Affaire du graffeur niçois : une nouvelle autopsie de la victime infirmerait la thèse de l’homicide

Le graffeur Thomas Debatisse bien connu du monde culturel niçois, détenu en prison aux Seychelles depuis avril dernier continue à clamer son innocence. Il est accusé par la justice du pays d’avoir assassiné sa compagne. Des éléments nouveaux fragiliseraient cette thèse.

"Une autopsie qui va à l’opposé de celle réalisée aux Seychelles", c’est ce que l’avocat de Thomas Debatisse a confié à la rédaction de France 3 Côte d'Azur faisant référence aux résultats des nouvelles analyses menées en France sur le corps d’Emmanuelle, la compagne de l’artiste.

La victime, gérante à Nice d’un lieu événementiel, âgée de 32 ans, avait été retrouvée morte le 27 avril dernier pendue à l’accroche-serviettes de la salle de bains de leur chambre d'hôtel de cet archipel de l'océan Indien par son compagnon Thomas Debatisse.

En mai, une enquête parallèle avait été ouverte côté français par le Parquet de Nice. L’autopsie française va dans le sens d’une mort par pendaison et non strangulation comme la police des Seychelles l’affirme encore aujourd’hui.
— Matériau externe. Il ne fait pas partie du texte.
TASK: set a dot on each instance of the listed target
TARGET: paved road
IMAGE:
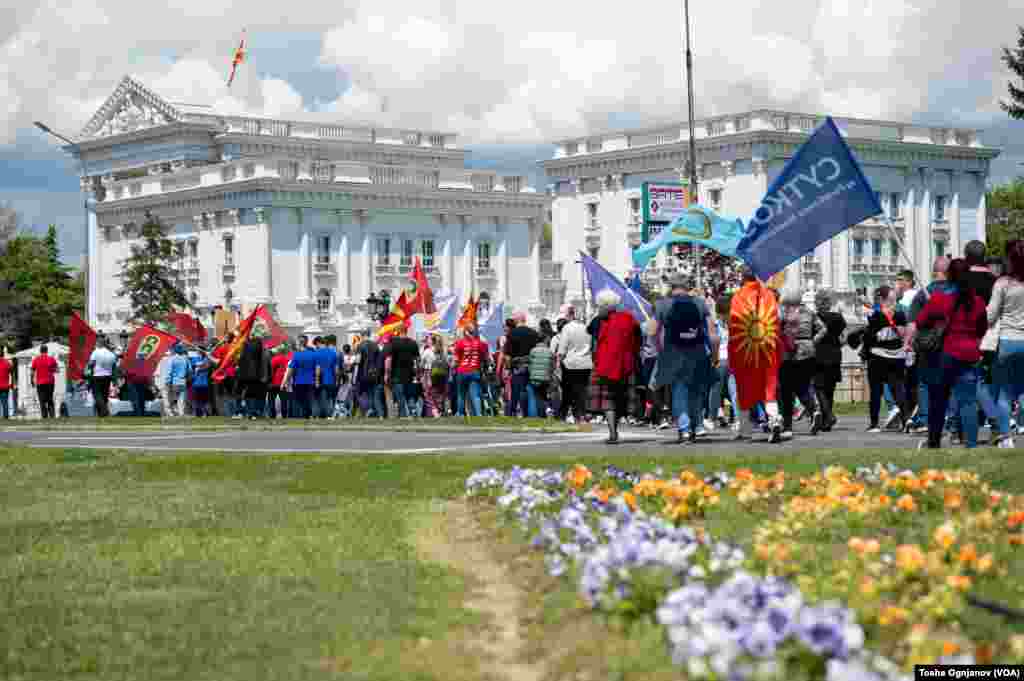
(352, 441)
"Il arrive que les experts aient des avis différents, dans l’intérêt de Thomas, plusieurs rapports ont été établis dont un qui a été rédigé à la demande des autorités sur place relatif à des tests ADN évoquait un viol, rapport rédigé par le médecin légiste" précise Maître Sedillot.
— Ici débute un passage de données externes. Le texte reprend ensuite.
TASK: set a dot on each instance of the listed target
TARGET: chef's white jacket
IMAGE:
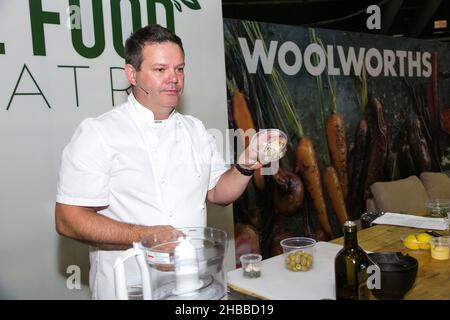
(145, 172)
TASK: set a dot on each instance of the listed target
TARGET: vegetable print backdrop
(357, 108)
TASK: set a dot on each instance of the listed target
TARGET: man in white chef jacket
(142, 167)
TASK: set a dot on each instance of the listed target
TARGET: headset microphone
(146, 92)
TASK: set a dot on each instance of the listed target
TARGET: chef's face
(161, 75)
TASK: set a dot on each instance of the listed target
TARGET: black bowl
(397, 276)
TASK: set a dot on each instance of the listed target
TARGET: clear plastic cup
(438, 208)
(440, 248)
(251, 265)
(298, 253)
(269, 144)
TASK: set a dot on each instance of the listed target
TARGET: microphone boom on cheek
(146, 92)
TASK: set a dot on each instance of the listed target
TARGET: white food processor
(183, 264)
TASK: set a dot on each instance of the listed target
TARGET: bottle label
(363, 291)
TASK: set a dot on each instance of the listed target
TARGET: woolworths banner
(62, 61)
(356, 108)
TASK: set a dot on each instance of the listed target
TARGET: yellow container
(440, 248)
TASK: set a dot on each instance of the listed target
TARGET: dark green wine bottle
(350, 267)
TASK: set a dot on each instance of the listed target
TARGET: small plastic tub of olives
(298, 253)
(251, 265)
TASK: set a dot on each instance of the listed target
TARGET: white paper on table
(407, 220)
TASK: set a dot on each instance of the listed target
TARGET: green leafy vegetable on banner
(191, 4)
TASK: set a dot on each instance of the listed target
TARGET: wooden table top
(433, 277)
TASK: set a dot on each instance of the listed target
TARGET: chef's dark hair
(147, 35)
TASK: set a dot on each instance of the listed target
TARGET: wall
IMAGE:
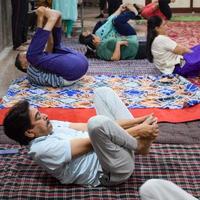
(5, 24)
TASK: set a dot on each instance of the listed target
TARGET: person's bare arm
(129, 123)
(80, 147)
(180, 50)
(117, 53)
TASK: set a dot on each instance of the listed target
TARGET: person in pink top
(159, 8)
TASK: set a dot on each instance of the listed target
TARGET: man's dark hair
(82, 38)
(18, 64)
(17, 122)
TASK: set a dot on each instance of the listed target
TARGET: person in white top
(168, 56)
(158, 189)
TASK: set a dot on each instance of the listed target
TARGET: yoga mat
(82, 115)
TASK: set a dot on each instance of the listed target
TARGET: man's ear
(30, 133)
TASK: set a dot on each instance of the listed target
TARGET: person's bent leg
(69, 27)
(157, 189)
(108, 103)
(165, 8)
(114, 148)
(121, 23)
(141, 53)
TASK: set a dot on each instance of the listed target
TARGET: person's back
(163, 56)
(53, 153)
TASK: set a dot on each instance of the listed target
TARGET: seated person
(59, 66)
(168, 56)
(156, 8)
(115, 39)
(101, 151)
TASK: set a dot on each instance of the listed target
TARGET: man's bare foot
(144, 145)
(145, 130)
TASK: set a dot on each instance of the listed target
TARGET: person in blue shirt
(101, 151)
(59, 66)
Dans le cadre de la coopération judiciaire, ces éléments ont été transmis aux autorités. "Les échanges sont d’ailleurs constants" se félicite Xavier Bonhomme le procureur de la République de Nice dans les colonnes de Nice-Matin.

Il crie son innoncence

Et l’avocat de Thomas Debatisse de préciser quant à son client :" je l’informe, j’étais encore avec lui au téléphone hier, il est courageux et désespéré, il est suspecté d’avoir mis fin à la vie de la jeune femme dont il était amoureux. Il crie son innocence !"

Quant aux autorités des Seychelles ? "Je ne me dis pas qu’il y ait un parti pris. Il y a des éléments scientifiques qui concluent à la pendaison, au contraire du médecin là-bas qui parle de strangulation."

Pour l’avocat de la famille d’Emmanuelle, "le souhait est surtout que l’enquête aboutisse à la vérité" comme l’explique Maître Tewfik Bouzenou dans les colonnes du Parisien, évoquant "un deuil douloureux et difficile."

"Nous sommes attentifs aux nouvelles pièces que pourraient nous fournir les autorités précise l’avocat du graffeur. Nous allons attendre leur position."